A few weeks later, we were able to go to the beach with JD’s parents. This was Piper’s first beach experience, and she loved the sand and the water. Our little daredevil knows no fear and no limits. She wanted us to let go of her so she could swim in the ocean by herself.

My parents were able to come down for a few days, so Piper had all four of her grandparents doting on her at once. Spoiled much? But really, we are so thankful for our families and that we can do things all together. Seriously. So thankful.

We celebrated the Fourth of July with our family, some friends, and elk burgers.

photo credit: Brittany Farris

I’m not sure if it was the elk meat, the Big Green Egg, or the cute chef who did the grilling, but those were some tasty burgers! And sweet Brittany brought her camera and took some wonderful pictures.

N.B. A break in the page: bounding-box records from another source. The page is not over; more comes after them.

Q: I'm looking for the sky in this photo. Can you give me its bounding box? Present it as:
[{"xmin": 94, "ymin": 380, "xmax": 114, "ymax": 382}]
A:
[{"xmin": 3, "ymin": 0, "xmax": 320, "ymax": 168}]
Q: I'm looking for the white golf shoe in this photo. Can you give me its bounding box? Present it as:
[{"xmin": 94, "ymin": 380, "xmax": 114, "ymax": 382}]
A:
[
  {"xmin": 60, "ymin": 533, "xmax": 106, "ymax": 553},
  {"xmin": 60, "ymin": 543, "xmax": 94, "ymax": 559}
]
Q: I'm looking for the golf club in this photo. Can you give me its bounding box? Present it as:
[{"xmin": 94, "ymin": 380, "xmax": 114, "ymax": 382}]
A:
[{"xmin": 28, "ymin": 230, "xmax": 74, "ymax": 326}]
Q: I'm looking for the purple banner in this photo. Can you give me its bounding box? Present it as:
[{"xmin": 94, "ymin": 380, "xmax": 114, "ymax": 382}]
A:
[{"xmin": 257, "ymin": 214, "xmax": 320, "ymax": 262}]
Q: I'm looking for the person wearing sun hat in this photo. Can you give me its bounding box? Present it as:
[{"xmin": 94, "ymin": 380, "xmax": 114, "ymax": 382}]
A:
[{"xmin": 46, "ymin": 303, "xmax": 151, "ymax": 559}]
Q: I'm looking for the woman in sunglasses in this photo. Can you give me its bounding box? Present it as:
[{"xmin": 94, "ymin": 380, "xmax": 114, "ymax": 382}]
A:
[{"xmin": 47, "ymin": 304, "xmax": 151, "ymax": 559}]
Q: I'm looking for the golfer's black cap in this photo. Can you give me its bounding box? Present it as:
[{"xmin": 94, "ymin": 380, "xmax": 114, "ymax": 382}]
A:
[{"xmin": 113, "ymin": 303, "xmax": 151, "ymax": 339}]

photo credit: Brittany Farris

Here in the South, VBS is a summer staple. Our VBS in July was a big hit. We had 75 children, around 50 volunteers, and three professions of faith. The kids focused on trusting God no matter what, and had a great time learning Bible stories and songs to help them see what trusting God looks like. Piper was teething and clingy that week, but her Daddy didn’t seem to mind.

photo credit: Brittany Farris

Since VBS, our church has been full of visitors. We’re running short on chairs and nursery workers, but that’s a good thing. Our new members class has been full, too. It’s an exciting time at our church, and we’re so glad that God brought us here.

Whew… what a summer! And it’s not even August yet!